FIG. 1 is a configuration diagram showing a wire running path of a wire saw according to the present invention.

FIG. 2 is an explanatory diagram of a wire interval.

FIG. 3 is a diagram showing a relationship between a distance from a wire center and a wire hardness.

FIG. 4 is a diagram showing the relationship between wire tension and the amount of undulation on the wafer surface.

FIG. 5 is a diagram showing a relationship between a wire tension-breaking load ratio and a TTV value indicating wafer warpage.

[Explanation of symbols]

 DESCRIPTION OF SYMBOLS 10 ... Wire saw 14 ... Wire 18 ... Groove roller 20 ... Wire row 27A, 27B ... Weight 32 ... Ingot 36 ... Control device

 ──────────────────────────────────────────────────続 き Continuing on the front page (72) Inventor Kazuhiro Tago 9-7-1 Shimorenjaku, Mitaka-shi, Tokyo Tokyo Seimitsu Co., Ltd. (72) Inventor Shuichi Tsukada 9-7-1 Shimorenjaku, Mitaka-shi, Tokyo Co., Ltd.
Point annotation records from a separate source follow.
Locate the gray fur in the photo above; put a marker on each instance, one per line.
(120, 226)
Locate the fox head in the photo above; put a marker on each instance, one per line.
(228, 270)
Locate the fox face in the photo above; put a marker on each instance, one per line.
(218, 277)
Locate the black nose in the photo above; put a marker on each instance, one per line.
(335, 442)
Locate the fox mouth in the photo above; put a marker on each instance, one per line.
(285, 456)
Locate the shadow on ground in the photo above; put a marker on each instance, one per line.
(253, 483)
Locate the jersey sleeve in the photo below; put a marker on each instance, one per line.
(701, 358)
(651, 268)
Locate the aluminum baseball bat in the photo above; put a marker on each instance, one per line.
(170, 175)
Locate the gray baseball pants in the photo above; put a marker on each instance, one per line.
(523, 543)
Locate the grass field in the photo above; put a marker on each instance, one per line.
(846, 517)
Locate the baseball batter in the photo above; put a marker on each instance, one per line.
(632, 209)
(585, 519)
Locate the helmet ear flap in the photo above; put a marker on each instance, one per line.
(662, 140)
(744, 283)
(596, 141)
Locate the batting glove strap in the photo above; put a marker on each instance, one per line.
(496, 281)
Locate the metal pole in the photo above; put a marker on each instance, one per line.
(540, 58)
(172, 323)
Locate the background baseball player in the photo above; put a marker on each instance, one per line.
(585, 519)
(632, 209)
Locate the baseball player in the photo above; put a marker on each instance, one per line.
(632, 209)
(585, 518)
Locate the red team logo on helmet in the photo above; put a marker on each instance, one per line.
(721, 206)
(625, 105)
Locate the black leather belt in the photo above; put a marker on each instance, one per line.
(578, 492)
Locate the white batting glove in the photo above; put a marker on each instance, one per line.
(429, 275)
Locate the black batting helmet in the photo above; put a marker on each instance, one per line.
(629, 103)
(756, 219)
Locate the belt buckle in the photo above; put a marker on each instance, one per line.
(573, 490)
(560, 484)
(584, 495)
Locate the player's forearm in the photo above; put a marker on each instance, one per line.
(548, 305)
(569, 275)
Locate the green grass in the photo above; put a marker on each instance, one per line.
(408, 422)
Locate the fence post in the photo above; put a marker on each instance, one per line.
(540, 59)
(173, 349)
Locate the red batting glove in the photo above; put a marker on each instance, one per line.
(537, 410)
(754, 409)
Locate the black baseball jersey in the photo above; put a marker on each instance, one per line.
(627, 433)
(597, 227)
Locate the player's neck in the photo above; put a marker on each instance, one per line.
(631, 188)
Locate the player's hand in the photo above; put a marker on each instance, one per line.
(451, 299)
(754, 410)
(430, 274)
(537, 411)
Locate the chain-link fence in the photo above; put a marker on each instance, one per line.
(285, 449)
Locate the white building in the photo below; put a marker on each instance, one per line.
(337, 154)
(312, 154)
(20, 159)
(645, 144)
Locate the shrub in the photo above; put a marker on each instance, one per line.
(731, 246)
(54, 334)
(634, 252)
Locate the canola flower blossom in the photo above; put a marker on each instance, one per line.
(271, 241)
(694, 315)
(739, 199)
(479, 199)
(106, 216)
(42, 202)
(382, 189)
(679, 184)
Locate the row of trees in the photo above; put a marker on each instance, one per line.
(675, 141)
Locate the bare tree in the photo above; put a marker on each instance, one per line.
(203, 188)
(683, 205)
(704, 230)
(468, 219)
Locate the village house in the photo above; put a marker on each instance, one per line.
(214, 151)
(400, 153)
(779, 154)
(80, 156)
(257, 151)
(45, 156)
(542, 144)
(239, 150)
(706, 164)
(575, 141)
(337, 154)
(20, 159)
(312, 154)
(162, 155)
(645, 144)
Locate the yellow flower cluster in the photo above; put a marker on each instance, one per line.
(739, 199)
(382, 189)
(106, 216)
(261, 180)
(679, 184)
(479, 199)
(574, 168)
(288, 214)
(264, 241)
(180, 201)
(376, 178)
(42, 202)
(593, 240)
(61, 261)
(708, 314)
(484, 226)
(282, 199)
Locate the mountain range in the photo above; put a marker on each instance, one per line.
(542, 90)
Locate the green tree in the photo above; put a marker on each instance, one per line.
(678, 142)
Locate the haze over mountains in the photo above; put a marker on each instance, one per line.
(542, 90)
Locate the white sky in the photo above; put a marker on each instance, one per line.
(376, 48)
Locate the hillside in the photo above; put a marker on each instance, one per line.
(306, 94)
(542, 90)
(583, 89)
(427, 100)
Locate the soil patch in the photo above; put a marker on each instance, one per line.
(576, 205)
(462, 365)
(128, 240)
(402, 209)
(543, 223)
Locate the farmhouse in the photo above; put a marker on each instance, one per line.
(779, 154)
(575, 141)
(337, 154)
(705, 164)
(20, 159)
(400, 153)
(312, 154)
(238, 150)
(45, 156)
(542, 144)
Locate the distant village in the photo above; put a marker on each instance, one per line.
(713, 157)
Tokyo Seimitsu F-term (reference) 3C058 AA05 AA12 AA14 AA18 AB08 BA06 CB01 CB10 DA03 3C069 AA01 BA06 BB03 BB04 CA04 EA02

Claims (2)

[Claims] 1. A running wire is wound around a groove roller having a plurality of grooves to form a wire row, and an ingot as a workpiece is pressed against the wire row, so that a large number of thin wafers are formed. In a wire saw to be cut, the tension of the wire wound around the groove roller and contributing to the cutting is set to 40 (N) or more, or 180 to the stress.
A method for cutting a wire saw, wherein the cutting is performed at a setting of 0 (N / mm ² ) or more. 2. A running wire is wound around a groove roller having a plurality of grooves to form a row of wires, and an ingot as a workpiece is pressed against the row of wires, so that a large number of thin wafers are formed. A wire saw to be cut, wherein the tension of the wire at a portion contributing to the cutting wound around the groove roller is set at 50% or more of the breaking load of the wire, and the wire saw is cut. Method.